Bekaroğlu: CHP 'şunlar', 'onlar' tuzağını bozarsa kazanacak

CHP İstanbul Milletvekili Mehmet Bekaroğlu CHP Kurultayı öncesinde gündemi değerlendirdi. “Kim genel başkan olmalı?” yerine iktidar olmak için “Ne yapmalı?” sorusuna yanıt aranması gerektiğini söyleyen Bekaroğlu'na göre, CHP'nin “Milletin önüne, herkesin kendisini içinde bulacağı bir gelecek tasarımı/ütopya koyması” gerekiyor.

Google Haberlere Abone ol

ANKARA - 3-4 Şubat’ta yapılacak CHP Kurultayı için geri sayım başladı. CHP lideri Kemal Kılıçdaroğlu ile Yalova Milletvekili Muharrem İnce arasında bir yarışa sahne olması beklenen Kurultay’da Parti Meclisi üyeliği için de kıyasıya bir mücadele yaşanacak. Kurultay öncesi liste tartışmaları, delege hesapları yapılırken bu tabloya içeriden eleştiri var.

CHP İstanbul Milletvekili Mehmet Bekaroğlu’na göre, CHP’nin “Kim genel başkan olmalı?” yerine iktidar olmak için “Ne yapmalı?” sorusuna yanıt araması gerekiyor. “Milletin önüne, herkesin kendisini içinde bulacağı bir gelecek tasarımı/ütopya koymalıyız” diyen Bekaroğlu’na göre öncelikle partinin “kimlik siyaseti”ni aşması gerek. Türkiye’nin yeni bir siyasete ihtiyacı olduğunun altını çizen Bekaroğlu, 3 temel sorunu “Kürt meselesi, toplumun inanç ve yaşam tarzı üzerinden kutuplaşması ve neo-liberal uygulamalar sonucu giderek derinleşen toplumsal adaletsizlik ve yoksulluk” olarak sıralıyor.

Kürt sorunuyla ilgili, “İki halk olarak birlikte yaşamanın formülünü bulmalıyız” diyen Bekaroğlu, “eşit vatandaşlık ve yerel yönetimlerin güçlendirilmesi” önerilerini gündeme getirip, “Sayın Cumhurbaşkanı ‘tek, tek…’ diye bağırıp duruyor biz de ‘bir’ diyelim. O teklik ararken biz bir olalım, birlik olalım” çağrısı yapıyor. Bekaroğlu’nun hem CHP’deki Kurultay süreci hem de genel siyasete dair değerlendirmeleri şöyle:

CHP Kurultayı yaklaşıyor. 3 aday adayı var. Kim gerekli delege sayısına ulaşır şimdilik bilmiyoruz ama bir genel başkanlık yarışı kesin görünüyor. CHP’de liderlik sorunu mu yaşanıyor?

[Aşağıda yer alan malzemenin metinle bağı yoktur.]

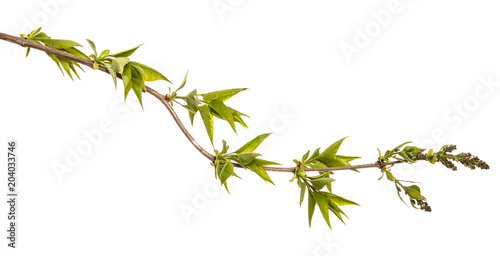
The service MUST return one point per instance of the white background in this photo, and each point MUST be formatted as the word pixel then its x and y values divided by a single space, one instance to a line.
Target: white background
pixel 408 81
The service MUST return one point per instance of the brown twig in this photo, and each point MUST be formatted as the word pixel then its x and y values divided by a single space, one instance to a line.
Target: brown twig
pixel 89 63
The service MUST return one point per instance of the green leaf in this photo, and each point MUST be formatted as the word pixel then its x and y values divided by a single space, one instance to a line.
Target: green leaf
pixel 406 157
pixel 247 157
pixel 336 210
pixel 92 45
pixel 318 184
pixel 56 60
pixel 138 82
pixel 314 155
pixel 191 98
pixel 303 187
pixel 414 192
pixel 111 71
pixel 222 95
pixel 65 64
pixel 127 79
pixel 237 117
pixel 311 205
pixel 305 156
pixel 389 176
pixel 208 120
pixel 222 110
pixel 34 33
pixel 322 202
pixel 119 63
pixel 150 73
pixel 227 171
pixel 183 82
pixel 104 53
pixel 60 44
pixel 253 144
pixel 125 53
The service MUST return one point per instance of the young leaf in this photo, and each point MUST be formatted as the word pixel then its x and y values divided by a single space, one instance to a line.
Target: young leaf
pixel 322 202
pixel 65 64
pixel 303 187
pixel 104 54
pixel 138 83
pixel 253 144
pixel 246 158
pixel 208 120
pixel 127 78
pixel 227 171
pixel 125 53
pixel 119 63
pixel 222 95
pixel 414 192
pixel 222 110
pixel 183 82
pixel 92 45
pixel 318 184
pixel 311 205
pixel 111 71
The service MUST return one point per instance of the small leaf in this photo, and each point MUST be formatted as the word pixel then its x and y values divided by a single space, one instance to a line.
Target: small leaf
pixel 34 33
pixel 65 65
pixel 227 171
pixel 104 54
pixel 125 53
pixel 208 120
pixel 183 82
pixel 111 71
pixel 390 177
pixel 149 73
pixel 92 45
pixel 253 144
pixel 305 156
pixel 311 205
pixel 56 60
pixel 222 95
pixel 127 79
pixel 302 190
pixel 322 202
pixel 414 192
pixel 119 63
pixel 138 82
pixel 223 111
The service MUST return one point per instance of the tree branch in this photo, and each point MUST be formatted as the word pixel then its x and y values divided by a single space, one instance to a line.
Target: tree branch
pixel 89 63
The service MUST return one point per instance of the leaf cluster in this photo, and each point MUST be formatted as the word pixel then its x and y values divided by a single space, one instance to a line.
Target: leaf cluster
pixel 68 46
pixel 133 74
pixel 325 200
pixel 209 105
pixel 245 157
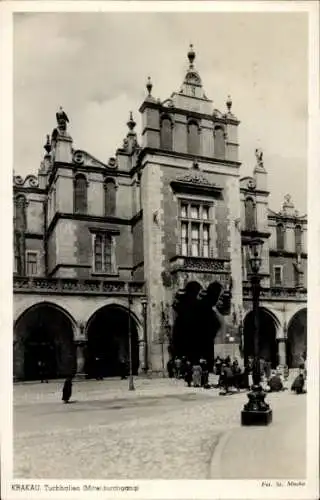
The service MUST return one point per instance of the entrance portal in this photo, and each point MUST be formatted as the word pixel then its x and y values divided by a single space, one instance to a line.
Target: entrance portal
pixel 196 323
pixel 267 337
pixel 43 336
pixel 108 342
pixel 297 339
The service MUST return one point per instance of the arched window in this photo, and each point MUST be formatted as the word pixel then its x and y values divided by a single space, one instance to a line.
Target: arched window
pixel 80 194
pixel 166 133
pixel 110 197
pixel 298 239
pixel 193 138
pixel 219 143
pixel 280 237
pixel 20 213
pixel 250 214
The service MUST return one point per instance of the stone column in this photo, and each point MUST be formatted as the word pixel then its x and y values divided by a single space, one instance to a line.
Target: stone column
pixel 80 353
pixel 282 355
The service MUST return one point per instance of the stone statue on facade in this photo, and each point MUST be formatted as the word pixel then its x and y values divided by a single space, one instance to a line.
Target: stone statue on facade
pixel 62 120
pixel 259 156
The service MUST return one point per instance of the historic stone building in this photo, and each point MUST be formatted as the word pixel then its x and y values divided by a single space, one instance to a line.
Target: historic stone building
pixel 151 246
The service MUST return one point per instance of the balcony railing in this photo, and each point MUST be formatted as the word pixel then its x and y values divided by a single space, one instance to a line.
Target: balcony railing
pixel 199 264
pixel 277 293
pixel 77 286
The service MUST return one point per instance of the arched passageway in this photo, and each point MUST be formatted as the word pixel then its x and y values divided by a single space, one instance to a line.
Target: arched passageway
pixel 43 342
pixel 268 349
pixel 297 339
pixel 196 323
pixel 108 342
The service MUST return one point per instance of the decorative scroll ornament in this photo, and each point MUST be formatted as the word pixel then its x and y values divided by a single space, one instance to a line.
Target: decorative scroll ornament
pixel 251 184
pixel 29 181
pixel 78 157
pixel 112 163
pixel 194 179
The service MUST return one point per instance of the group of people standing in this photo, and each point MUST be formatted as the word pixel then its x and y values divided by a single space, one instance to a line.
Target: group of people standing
pixel 232 376
pixel 193 373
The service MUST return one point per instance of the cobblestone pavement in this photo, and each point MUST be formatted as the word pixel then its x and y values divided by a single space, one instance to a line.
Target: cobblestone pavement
pixel 163 430
pixel 277 451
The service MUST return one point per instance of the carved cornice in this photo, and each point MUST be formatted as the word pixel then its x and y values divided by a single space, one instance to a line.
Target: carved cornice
pixel 76 286
pixel 199 264
pixel 194 182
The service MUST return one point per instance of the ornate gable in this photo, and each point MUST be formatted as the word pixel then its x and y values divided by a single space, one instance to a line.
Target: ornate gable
pixel 84 159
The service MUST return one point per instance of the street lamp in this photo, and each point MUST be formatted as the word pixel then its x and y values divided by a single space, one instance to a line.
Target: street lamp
pixel 131 384
pixel 144 302
pixel 256 411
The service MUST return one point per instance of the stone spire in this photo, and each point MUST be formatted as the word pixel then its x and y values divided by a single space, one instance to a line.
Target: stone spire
pixel 130 142
pixel 288 206
pixel 192 85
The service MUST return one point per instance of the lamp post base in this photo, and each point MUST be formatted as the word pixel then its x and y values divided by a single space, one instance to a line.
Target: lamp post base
pixel 131 384
pixel 256 411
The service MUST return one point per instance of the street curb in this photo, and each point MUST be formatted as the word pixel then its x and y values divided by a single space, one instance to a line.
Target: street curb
pixel 215 464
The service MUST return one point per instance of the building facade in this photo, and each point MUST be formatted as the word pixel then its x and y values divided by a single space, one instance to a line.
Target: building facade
pixel 153 242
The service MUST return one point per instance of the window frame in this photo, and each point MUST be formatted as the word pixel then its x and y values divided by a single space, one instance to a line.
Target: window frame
pixel 113 264
pixel 194 122
pixel 275 268
pixel 254 215
pixel 37 262
pixel 110 180
pixel 298 250
pixel 166 117
pixel 215 142
pixel 192 223
pixel 283 231
pixel 77 176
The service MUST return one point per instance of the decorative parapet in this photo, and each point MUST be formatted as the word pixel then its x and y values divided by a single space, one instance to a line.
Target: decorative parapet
pixel 277 293
pixel 76 286
pixel 199 264
pixel 30 181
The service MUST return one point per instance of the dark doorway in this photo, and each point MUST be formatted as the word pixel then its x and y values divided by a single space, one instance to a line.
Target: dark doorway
pixel 297 339
pixel 108 342
pixel 196 323
pixel 267 337
pixel 44 336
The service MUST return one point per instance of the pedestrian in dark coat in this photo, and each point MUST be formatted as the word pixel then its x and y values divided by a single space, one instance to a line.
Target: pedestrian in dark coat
pixel 298 384
pixel 170 368
pixel 188 373
pixel 205 373
pixel 67 390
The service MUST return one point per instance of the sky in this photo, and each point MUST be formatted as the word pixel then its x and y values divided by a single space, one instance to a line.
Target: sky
pixel 96 65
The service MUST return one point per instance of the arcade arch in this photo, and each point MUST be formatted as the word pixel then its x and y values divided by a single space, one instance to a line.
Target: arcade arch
pixel 268 326
pixel 196 323
pixel 297 338
pixel 108 341
pixel 44 333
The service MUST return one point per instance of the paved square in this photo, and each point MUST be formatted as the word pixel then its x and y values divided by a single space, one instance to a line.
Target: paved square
pixel 162 430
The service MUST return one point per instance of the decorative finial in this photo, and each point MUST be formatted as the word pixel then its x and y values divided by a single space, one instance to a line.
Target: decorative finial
pixel 259 156
pixel 229 103
pixel 47 145
pixel 131 123
pixel 149 86
pixel 62 119
pixel 191 56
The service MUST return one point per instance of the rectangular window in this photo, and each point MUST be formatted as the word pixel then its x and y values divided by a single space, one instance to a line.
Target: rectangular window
pixel 32 263
pixel 195 240
pixel 195 236
pixel 184 239
pixel 184 211
pixel 277 275
pixel 205 213
pixel 194 212
pixel 206 230
pixel 104 255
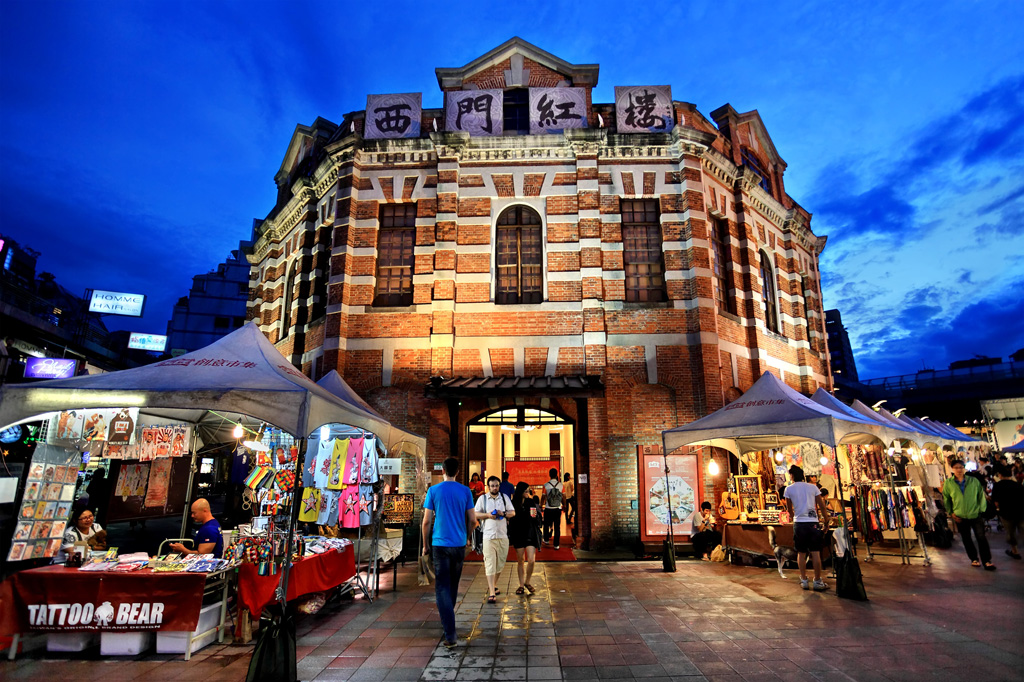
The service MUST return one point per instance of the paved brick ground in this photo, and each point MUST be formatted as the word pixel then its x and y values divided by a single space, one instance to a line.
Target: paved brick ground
pixel 631 621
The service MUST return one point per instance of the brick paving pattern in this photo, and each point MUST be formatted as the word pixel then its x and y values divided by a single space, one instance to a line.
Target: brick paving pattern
pixel 630 621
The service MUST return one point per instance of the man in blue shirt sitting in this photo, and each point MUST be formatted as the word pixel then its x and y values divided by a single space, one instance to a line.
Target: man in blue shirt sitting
pixel 449 520
pixel 209 539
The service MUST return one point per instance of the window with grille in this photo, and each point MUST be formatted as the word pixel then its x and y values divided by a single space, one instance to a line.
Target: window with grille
pixel 642 255
pixel 395 243
pixel 754 164
pixel 722 266
pixel 516 108
pixel 771 302
pixel 518 259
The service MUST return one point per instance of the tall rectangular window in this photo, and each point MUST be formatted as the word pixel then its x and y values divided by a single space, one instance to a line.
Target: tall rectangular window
pixel 642 255
pixel 395 242
pixel 722 266
pixel 518 257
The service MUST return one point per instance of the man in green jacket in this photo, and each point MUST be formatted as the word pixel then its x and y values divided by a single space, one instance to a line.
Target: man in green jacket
pixel 965 502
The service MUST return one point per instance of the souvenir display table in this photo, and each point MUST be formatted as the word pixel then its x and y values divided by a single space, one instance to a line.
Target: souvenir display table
pixel 55 599
pixel 312 573
pixel 753 539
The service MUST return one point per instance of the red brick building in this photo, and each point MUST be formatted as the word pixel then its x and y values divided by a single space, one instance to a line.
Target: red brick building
pixel 527 273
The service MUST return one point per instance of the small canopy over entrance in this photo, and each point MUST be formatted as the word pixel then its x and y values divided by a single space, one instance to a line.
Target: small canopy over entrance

CHP, ana muhalefet partisi ama uzun süreden beri iktidar partisinin aldığı oyun yarısını alıyor, yüzde 25’lerde saplanmış durumda. Bence şimdi sorulacak soru; CHP ne yapmalı ki, bu durumdan çıksın, iktidar alternatifi haline gelsin? Eğer bu soruya “CHP’nin sorunu genel başkandır, genel başkanı değiştirsin iktidara gelir” cevabı veriyorsanız isimler üzerinde konuşursunuz. “Kim genel başkan olmalı?” yerine “Ne yapmalı?” sorusunu sormak gerekir?

Peki, soralım, ne yapmalı?

Bu soruyu önce aday adaylarına soralım. Sayın Kocasakal ve İnce aday olduklarını açıkladılar, tebrik ediyorum, başarılar diliyorum ve onlara “CHP’yi iktidara taşımak için hangi politikalar öneriyorsunuz?” diye soruyorum. Biri, “CHP çizgisini, yolunu, yönünü kaybetti, kuruluş ayarlarına dönerse her şey hallolur” diyor. İkinci kez aday olan Sayın İnce ise CHP’yi hangi politikalarla iktidara taşıyacağını henüz söylemiş değil.

'CHP MİLLETİN ÖNÜNE BİR ÜTOPYA KOYMALI'

Sizce CHP ne yapmalı ki, 2019’da iktidarın alternatifi olup seçimi kazansın?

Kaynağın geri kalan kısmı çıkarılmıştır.